The logical aspects of semantic domains used in the formal definition of programming languages are investigated. This book provides a complete overview of domain theory and generates logical frameworks to link denotational semantics and program logics (such as axiomatic semantics). It constructs the basis for determining the equivalence between denotational and axiomatic semantics, a notion quite similar to full abstraction in the context of denotational and operational semantics. Even though no discontinuity occurs, the book is divided into two parts. The first part deals with the category of sequence of finite inductive partial orders (SFP) domains, while the second part deals with the category of stable domains.
Chapter 1 provides an overview of several topics related to formal semantics. Domain theory, program logics, and proof systems are described in some detail to provide an adequate basis for subsequent chapters. The connection between denotational semantics and program logics is shown to be related to topological ideas. The last part of the chapter gives a useful summary of the remaining chapters.
Chapter 2 is a concise introduction to the general theory of domains. Known results in domain theory are presented, and proofs of major theorems are developed. Zhang reviews domain and power domain constructions and their Scott topology. A new characterization of finite elements of the function space for SFP domains is given.
Chapter 3 introduces sequent structures, which are structures derived from Gentzen’s sequent calculus. Deterministic sequent structures are shown to correspond to information systems. This correspondence defines the logic of domains constructed from sequent structures. Another kind of sequent structure, the strongly finite sequent structure (SFSS), is defined and shown to be an SFP domain. A category of SFSSs is constructed from SFSSs as objects and approximable mappings as morphisms. This category is equivalent to the category of SFP domains. Power domain constructions are defined on SFSSs.
Chapter 4 defines a logic of SFP domains. A nice, powerful property of the resulting logical framework is the formal derivation of a sound and complete proof system of a programming language from its denotational semantics. That is, an axiomatic semantics can be formally derived from its equivalent denotational semantics.
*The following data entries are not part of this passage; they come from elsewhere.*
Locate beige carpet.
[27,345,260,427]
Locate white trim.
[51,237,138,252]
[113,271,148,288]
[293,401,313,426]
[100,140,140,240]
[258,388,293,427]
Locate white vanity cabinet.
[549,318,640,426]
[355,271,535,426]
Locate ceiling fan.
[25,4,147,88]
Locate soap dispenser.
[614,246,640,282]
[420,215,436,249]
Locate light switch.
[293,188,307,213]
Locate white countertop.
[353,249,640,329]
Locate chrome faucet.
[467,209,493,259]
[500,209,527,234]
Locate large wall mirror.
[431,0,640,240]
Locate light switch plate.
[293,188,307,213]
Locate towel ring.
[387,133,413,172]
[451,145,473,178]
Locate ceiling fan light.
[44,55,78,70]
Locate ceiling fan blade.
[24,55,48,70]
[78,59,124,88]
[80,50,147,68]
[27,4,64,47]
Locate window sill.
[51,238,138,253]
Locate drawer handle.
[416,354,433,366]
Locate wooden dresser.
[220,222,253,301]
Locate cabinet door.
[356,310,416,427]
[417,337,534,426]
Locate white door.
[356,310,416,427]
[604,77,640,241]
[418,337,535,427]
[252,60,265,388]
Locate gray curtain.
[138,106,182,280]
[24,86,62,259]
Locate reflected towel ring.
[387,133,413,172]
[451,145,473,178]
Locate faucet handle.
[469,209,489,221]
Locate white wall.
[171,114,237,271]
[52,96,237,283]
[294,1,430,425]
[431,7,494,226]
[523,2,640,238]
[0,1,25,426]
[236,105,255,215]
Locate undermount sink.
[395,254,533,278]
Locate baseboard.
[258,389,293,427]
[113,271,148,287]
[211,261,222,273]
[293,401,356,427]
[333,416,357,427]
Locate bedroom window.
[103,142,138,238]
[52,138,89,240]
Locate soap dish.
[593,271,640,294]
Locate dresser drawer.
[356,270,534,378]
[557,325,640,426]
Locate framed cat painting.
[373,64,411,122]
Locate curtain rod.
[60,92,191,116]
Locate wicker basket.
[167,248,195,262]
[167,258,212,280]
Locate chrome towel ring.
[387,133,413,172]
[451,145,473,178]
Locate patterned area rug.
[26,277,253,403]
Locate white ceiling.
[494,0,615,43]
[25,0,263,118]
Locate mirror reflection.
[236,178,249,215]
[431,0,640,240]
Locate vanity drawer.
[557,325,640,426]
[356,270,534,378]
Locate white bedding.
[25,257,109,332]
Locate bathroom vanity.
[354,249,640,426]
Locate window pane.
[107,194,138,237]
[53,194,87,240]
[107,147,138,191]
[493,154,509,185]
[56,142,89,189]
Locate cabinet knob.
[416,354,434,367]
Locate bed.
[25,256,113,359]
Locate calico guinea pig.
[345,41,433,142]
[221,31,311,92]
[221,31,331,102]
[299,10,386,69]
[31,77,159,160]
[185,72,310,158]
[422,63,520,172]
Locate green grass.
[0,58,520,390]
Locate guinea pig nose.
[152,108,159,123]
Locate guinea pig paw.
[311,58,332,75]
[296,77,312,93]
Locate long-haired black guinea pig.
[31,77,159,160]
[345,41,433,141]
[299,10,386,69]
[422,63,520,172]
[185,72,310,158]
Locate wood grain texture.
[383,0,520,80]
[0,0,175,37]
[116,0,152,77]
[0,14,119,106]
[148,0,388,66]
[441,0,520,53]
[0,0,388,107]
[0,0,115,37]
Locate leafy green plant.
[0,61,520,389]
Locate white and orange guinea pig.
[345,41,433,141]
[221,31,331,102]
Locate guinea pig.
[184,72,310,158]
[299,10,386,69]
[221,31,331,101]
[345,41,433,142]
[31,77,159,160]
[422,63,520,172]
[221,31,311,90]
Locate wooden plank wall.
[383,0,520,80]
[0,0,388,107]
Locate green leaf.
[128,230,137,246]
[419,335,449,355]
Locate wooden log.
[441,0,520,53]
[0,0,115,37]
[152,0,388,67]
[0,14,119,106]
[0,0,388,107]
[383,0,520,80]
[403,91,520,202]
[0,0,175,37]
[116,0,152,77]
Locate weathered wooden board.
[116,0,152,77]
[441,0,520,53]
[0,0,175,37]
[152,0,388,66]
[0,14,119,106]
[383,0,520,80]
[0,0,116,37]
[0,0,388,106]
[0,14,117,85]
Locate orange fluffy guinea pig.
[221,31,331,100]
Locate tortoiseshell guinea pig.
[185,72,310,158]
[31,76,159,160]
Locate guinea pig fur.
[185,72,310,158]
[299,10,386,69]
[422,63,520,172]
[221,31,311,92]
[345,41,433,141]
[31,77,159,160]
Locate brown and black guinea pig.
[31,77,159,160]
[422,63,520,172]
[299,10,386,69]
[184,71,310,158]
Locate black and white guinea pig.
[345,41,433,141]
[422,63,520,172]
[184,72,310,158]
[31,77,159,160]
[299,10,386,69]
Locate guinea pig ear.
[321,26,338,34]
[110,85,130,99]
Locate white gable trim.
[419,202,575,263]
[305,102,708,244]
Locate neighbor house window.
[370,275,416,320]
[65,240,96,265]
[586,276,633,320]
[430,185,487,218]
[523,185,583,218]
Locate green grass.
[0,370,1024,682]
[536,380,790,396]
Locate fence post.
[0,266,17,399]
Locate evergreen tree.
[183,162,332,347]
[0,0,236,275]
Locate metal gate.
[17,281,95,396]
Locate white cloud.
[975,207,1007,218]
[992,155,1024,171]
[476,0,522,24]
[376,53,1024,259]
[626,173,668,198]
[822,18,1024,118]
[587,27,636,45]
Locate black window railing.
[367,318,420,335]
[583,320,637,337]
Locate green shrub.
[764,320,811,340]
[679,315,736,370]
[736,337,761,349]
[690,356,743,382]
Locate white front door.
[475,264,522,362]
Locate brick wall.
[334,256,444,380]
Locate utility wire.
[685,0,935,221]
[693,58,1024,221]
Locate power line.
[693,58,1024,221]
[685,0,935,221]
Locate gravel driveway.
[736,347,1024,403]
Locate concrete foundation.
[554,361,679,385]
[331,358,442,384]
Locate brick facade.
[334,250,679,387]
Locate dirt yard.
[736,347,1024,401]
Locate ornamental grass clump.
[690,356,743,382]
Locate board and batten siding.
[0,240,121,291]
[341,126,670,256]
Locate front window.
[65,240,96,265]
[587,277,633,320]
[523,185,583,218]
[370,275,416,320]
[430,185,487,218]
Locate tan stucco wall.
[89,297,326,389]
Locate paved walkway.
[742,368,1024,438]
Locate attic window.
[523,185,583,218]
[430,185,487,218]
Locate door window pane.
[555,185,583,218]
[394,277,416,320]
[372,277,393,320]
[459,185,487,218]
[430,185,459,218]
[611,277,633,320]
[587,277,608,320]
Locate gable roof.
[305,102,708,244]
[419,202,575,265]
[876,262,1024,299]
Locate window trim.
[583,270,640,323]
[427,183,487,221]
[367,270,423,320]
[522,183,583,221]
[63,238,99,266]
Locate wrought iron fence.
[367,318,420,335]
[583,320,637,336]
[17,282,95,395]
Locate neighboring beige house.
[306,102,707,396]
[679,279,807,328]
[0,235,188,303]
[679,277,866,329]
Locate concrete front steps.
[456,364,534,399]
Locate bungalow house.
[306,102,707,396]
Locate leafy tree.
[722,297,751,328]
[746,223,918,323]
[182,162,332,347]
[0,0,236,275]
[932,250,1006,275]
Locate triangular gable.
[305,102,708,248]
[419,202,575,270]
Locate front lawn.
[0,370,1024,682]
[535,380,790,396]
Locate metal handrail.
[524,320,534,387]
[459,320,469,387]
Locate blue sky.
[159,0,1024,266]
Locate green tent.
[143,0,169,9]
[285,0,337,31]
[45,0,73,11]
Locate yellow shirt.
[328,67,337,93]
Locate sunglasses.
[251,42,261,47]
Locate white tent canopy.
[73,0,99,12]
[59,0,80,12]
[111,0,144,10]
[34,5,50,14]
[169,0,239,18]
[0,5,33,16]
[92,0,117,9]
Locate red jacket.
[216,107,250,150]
This framework consists of a metalanguage for denotational semantics, a set of typed assertion languages, a set of structural and logical rules, and a set of metapredicates. The soundness, completeness, and expressiveness of the associated proof system are proven.
Chapter 5 studies &mgr;-calculus, an extension of the assertion language introduced in the previous chapter. The least fixed-point construct is added to augment the expressive power of the language. Zhang gives a proof system for &mgr;-calculus and demonstrates its soundness. Completeness is also shown for the &mgr;-calculus of integers.
Chapter 6 provides background for the second part of the book. Several categories of coherent spaces, stable domains, and event structures are presented, and the relationships among them are discussed.
Chapter 7 introduces prime information systems as a representation of dI-domains. The categories of prime information systems and dI-domains are shown to be equivalent. Constructions (lifting, sum, product, function space) are developed. A complete partial order of prime information systems is constructed to support recursive definitions of these systems using fixed point theory.
Chapter 8 investigates stable neighborhoods. A new topology, different from the Scott topology, is developed to characterize stable domains. The author develops constructions (sum, lift, product, tensor product, function space) and introduces other constructions in the category of coherent spaces (linear function space and exponential). These constructions are shown to preserve compactness.
Chapter 9 studies two approaches to the logic of stable domains. The first approach is based on a disjunctive assertion language, while the second is based on a conventional assertion language. Consequently, two logical frameworks, COHl for coherent spaces with linear stable functions and DI for dI-domains with stable functions, are developed. Proof systems are introduced, and soundness, completeness, and expressiveness are discussed.
Chapter 10 provides a summary and a discussion of future research.
This book is a revised version of a Ph.D. dissertation. It is intended for researchers in formal semantics with a background in domain theory and familiarity with topology and category theory. It is well written and well organized, thus providing an incentive for reading difficult and highly technical material. Careful preparation and editing of the book add substantial value to the physical and technical presentation of the material. This book constitutes a fundamental contribution to the study of formal semantics of programming languages. The logical frameworks developed by the author provide a firm foundation for deriving program logics from denotational semantics.